Dr Dean Corbett opened Auckland Eye’s 2019 Insight series, welcoming attendees and introducing the team’s newest addition, Dr Taras Papchenko, who replaces Dr Paul Rosser.
Dr Papchenko recently returned to Auckland after completing his training in oculoplastic surgery and neuro-ophthalmology in the UK. He’s no stranger to Auckland, however, having graduated from Auckland University’s medical school in 2002, where he then continued his research into glaucoma and the optic nerve before heading off to the UK. He returned to be a consultant with Greenlane Clinical Centre earlier this year before joining Auckland Eye shortly after.
When asked what it was like to now be in private practice, he responded, “It is the same work and the same patients, but the difference is, it’s like being part of a big family and joining a small family.” Many of his colleagues at Auckland Eye were his tutors and mentors during his training, so he said he enjoys the collegiality and that, sometimes, they even ask his advice now!
Drusen vs papilloedema
Dr Papchenko presented on disc drusen and the use of optical coherence tomography (OCT) in differentiating funny looking discs from papilloedema. This is of particular importance in children, he noted, where the drusen become more obvious around 12 years of age and, while the most common finding is visual field defects, retinal vascular occlusions can also occur. Since both buried drusen and papilloedema may appear as elevated discs with blurred margins, one important differentiation is the retinal vasculature is often different in disc drusen, with more blood vessels coming out of the disc and more branching. The absence of this sign is not conclusive, however, only indicative. Calcified disc drusen appear as round, optically-empty spaces (hyporeflective) with discrete boundaries. while uncalcified drusen appear as hyperreflective masses.
Unfortunately, some studies show an increase prevalence of optic disc drusen amongst eyes with resolved papilloedema. A patient can also have both optic disc drusen and papilloedema, therefore one must always suspect the worst until proven wrong, particularly in children, he said. What did we do before OCT!
Cataracts and glaucoma
What do cataracts and glaucoma have in common? Both increase in prevalence with age. Why that’s important was discussed by Dr Stephen Best, stressing that treatment, whether surgical or pharmaceutical, must be carefully individualised, particularly with respect to timing, and cataract is a lower priority than managing glaucoma. Though your patient’s perception of priorities may be more challenging particularly with primary open angle glaucoma.
Perceived value is not only an issue with patient management but also with funding, as Pharmac does not currently fund a non-preserved, single-use prostaglandin analogue for daily usage. While developments in minimally invasive glaucoma surgery (MIGS) have added some very viable options which can be used in combination with cataract surgery. The greatest barrier, however, is the high cost which becomes hard to justify in patients who are well controlled medically, he said.
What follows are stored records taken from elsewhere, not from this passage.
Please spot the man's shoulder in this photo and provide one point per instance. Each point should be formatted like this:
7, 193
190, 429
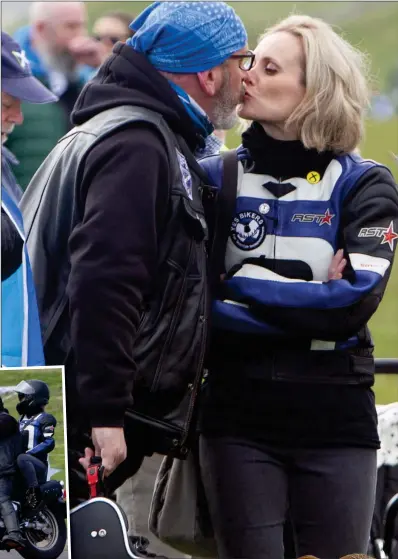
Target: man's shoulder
47, 419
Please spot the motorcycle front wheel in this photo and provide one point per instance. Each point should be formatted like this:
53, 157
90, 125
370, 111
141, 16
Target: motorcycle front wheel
47, 539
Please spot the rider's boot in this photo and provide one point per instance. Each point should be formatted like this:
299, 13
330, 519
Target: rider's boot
34, 499
14, 538
139, 544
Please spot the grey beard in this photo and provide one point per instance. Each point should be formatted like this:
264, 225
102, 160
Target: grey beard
224, 115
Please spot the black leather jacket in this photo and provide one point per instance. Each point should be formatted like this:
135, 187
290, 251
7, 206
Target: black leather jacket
171, 338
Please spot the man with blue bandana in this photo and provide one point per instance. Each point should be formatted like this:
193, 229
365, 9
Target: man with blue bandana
122, 191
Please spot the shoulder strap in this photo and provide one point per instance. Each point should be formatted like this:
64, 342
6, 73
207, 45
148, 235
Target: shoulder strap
226, 203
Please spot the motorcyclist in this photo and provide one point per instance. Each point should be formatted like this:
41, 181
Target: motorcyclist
10, 447
37, 428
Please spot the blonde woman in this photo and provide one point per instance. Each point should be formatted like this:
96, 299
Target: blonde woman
289, 421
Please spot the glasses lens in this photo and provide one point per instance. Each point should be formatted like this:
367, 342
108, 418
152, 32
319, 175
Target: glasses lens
246, 63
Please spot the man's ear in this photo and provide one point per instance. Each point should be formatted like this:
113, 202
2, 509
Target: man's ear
40, 27
208, 81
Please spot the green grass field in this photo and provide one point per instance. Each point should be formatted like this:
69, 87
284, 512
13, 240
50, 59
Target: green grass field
53, 378
371, 26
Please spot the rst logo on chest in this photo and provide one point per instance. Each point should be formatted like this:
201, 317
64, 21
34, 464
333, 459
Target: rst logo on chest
320, 219
248, 230
387, 234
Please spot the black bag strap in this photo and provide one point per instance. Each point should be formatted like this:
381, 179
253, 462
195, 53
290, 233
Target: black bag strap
226, 203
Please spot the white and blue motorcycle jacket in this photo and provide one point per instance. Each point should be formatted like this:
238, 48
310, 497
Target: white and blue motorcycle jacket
21, 343
282, 240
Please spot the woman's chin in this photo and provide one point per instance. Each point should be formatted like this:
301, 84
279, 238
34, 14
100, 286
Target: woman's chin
242, 111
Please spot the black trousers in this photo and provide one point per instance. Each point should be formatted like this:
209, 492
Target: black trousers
7, 511
33, 470
252, 488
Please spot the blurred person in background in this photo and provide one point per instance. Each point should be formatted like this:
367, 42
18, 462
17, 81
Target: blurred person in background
21, 343
185, 64
111, 28
289, 424
62, 57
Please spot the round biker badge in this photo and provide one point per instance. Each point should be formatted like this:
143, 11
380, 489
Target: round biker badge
248, 230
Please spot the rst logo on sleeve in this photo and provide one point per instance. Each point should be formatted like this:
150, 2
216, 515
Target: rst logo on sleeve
387, 233
320, 219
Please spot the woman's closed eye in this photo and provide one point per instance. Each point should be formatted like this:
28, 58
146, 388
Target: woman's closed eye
270, 69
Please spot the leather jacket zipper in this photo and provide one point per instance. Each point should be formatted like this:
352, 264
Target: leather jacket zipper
173, 323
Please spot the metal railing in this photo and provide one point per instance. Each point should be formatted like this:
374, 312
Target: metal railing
386, 366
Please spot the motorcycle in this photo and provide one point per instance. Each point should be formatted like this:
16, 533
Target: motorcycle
45, 532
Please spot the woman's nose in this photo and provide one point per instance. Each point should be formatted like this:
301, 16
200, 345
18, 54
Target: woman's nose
249, 77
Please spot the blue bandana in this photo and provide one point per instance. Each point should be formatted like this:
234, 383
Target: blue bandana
187, 37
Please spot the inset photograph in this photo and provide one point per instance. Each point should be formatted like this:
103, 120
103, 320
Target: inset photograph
33, 505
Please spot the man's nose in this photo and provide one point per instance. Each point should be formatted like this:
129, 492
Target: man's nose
248, 77
16, 115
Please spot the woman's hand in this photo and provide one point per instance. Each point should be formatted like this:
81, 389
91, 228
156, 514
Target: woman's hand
337, 265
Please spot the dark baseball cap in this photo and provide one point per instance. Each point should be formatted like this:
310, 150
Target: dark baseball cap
16, 75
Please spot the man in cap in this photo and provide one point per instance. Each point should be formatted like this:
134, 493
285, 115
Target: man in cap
123, 188
21, 338
63, 57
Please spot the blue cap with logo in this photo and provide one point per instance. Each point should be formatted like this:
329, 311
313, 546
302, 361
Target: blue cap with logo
16, 75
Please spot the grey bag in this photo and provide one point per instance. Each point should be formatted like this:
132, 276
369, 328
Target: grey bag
179, 515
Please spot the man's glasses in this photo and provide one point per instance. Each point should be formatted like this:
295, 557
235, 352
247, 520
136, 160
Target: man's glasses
246, 60
113, 40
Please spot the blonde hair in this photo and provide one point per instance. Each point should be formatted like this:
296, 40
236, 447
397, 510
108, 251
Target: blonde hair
331, 114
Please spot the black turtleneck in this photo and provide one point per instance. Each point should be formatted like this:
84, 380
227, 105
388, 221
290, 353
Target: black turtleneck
280, 158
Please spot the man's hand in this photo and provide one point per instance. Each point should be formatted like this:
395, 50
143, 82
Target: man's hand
86, 50
110, 444
337, 265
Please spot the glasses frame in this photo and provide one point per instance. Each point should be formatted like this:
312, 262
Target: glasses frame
249, 54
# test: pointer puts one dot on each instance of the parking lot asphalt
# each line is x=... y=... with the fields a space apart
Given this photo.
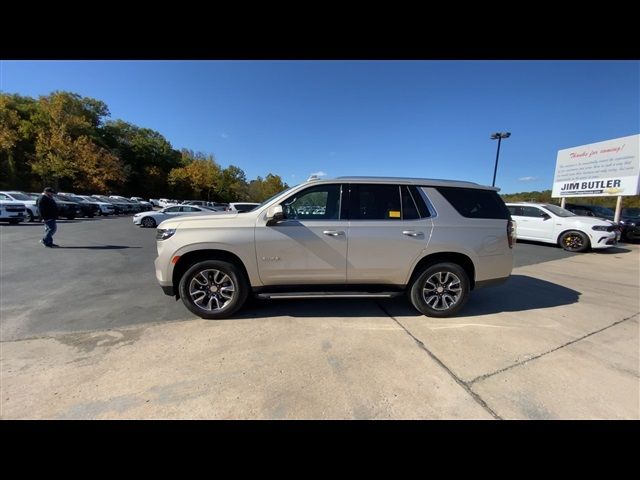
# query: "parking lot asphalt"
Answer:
x=87 y=333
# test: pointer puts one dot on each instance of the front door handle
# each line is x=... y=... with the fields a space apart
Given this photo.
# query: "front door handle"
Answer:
x=411 y=233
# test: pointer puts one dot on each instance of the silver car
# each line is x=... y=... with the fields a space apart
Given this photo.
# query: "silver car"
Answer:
x=434 y=240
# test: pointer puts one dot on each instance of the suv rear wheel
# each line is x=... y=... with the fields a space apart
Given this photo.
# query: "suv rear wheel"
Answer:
x=213 y=289
x=441 y=290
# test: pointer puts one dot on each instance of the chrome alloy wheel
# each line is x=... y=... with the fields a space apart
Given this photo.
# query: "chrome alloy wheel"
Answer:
x=211 y=290
x=442 y=290
x=573 y=242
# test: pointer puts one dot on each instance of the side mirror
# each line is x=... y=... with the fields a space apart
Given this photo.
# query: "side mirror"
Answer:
x=274 y=215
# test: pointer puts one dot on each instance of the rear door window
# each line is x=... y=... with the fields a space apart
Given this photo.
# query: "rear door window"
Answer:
x=475 y=203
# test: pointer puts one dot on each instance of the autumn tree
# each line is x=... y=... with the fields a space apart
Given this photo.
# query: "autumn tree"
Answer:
x=198 y=178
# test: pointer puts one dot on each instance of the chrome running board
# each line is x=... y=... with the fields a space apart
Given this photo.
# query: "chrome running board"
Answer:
x=328 y=295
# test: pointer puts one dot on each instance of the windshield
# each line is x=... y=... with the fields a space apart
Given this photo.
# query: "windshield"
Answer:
x=561 y=212
x=20 y=196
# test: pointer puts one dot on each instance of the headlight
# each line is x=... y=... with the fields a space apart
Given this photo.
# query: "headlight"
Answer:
x=164 y=233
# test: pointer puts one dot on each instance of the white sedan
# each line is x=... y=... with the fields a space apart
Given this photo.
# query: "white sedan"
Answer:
x=153 y=219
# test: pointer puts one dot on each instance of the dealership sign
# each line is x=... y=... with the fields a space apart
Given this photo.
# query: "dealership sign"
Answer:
x=602 y=169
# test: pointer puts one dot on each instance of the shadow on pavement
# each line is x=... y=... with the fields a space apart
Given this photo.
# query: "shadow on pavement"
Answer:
x=100 y=247
x=611 y=250
x=518 y=294
x=301 y=308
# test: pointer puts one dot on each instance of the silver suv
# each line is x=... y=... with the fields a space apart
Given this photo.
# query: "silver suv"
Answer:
x=434 y=240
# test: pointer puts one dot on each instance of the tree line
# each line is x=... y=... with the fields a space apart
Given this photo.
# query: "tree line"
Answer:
x=66 y=141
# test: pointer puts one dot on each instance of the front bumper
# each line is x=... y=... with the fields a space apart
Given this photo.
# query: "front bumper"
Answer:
x=604 y=239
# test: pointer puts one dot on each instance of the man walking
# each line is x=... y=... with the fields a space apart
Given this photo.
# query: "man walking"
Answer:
x=48 y=213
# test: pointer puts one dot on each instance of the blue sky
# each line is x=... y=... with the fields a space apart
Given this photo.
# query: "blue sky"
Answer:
x=393 y=118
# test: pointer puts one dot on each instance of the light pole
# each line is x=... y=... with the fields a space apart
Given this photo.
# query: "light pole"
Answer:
x=499 y=136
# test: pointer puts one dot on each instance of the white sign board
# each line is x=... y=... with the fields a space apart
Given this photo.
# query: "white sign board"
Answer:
x=602 y=169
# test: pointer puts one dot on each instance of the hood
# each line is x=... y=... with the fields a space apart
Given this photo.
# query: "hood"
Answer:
x=591 y=221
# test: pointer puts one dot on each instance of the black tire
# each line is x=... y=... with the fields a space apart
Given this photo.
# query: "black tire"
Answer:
x=574 y=241
x=201 y=289
x=148 y=222
x=441 y=290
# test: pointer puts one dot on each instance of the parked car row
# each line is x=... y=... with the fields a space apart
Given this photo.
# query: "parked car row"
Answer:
x=550 y=223
x=70 y=205
x=629 y=224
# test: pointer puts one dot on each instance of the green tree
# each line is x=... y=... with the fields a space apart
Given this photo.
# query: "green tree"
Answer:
x=232 y=186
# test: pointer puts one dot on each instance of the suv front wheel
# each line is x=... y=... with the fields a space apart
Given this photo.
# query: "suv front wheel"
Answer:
x=213 y=289
x=441 y=290
x=574 y=241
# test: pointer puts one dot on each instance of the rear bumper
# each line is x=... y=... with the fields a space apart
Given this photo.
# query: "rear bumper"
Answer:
x=492 y=282
x=168 y=290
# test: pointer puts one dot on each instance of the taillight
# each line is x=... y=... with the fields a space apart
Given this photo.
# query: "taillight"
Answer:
x=511 y=233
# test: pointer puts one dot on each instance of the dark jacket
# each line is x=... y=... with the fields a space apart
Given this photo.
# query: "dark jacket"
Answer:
x=48 y=208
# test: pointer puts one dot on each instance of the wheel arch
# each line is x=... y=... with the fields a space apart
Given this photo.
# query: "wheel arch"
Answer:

Re-attaching retinal detachments?
Dr Philip Polkinghorne regaled us with an amusing presentation about his 30 years of failure to re-attach retinal detachments, obviously tongue-firmly-in-cheek as his reputation for success in this area is well recognised.
Of the five or six retinal detachments per week in Auckland, one third are myopes, one third post-cataract surgery and one third with origins unknown. In the group of post-cataract detachments, 75% occur within 12 months of surgery and 90% occur within 10 years of surgery. The overall risk is 1%, but the risk reduces with age. So, with those statistics, it seems it might pay to hang on to your cataracts for as long as possible to reduce the risk of subsequent retinal detachment or increase the risk of dying before a detachment, whichever comes first!
Weighing up the options
In his closing comments at the end of the evening, Dr Corbett raised the cost and dilemma of having many options in procedures and technology available.
“The question of economics should not be dismissed,” he stated. “Patients need to be given options or we are doing them a disservice. We cannot make decisions for patients as to how they spend their money.”
Naomi Meltzer is an Auckland-based optometrist, specialising in low vision consultation and support.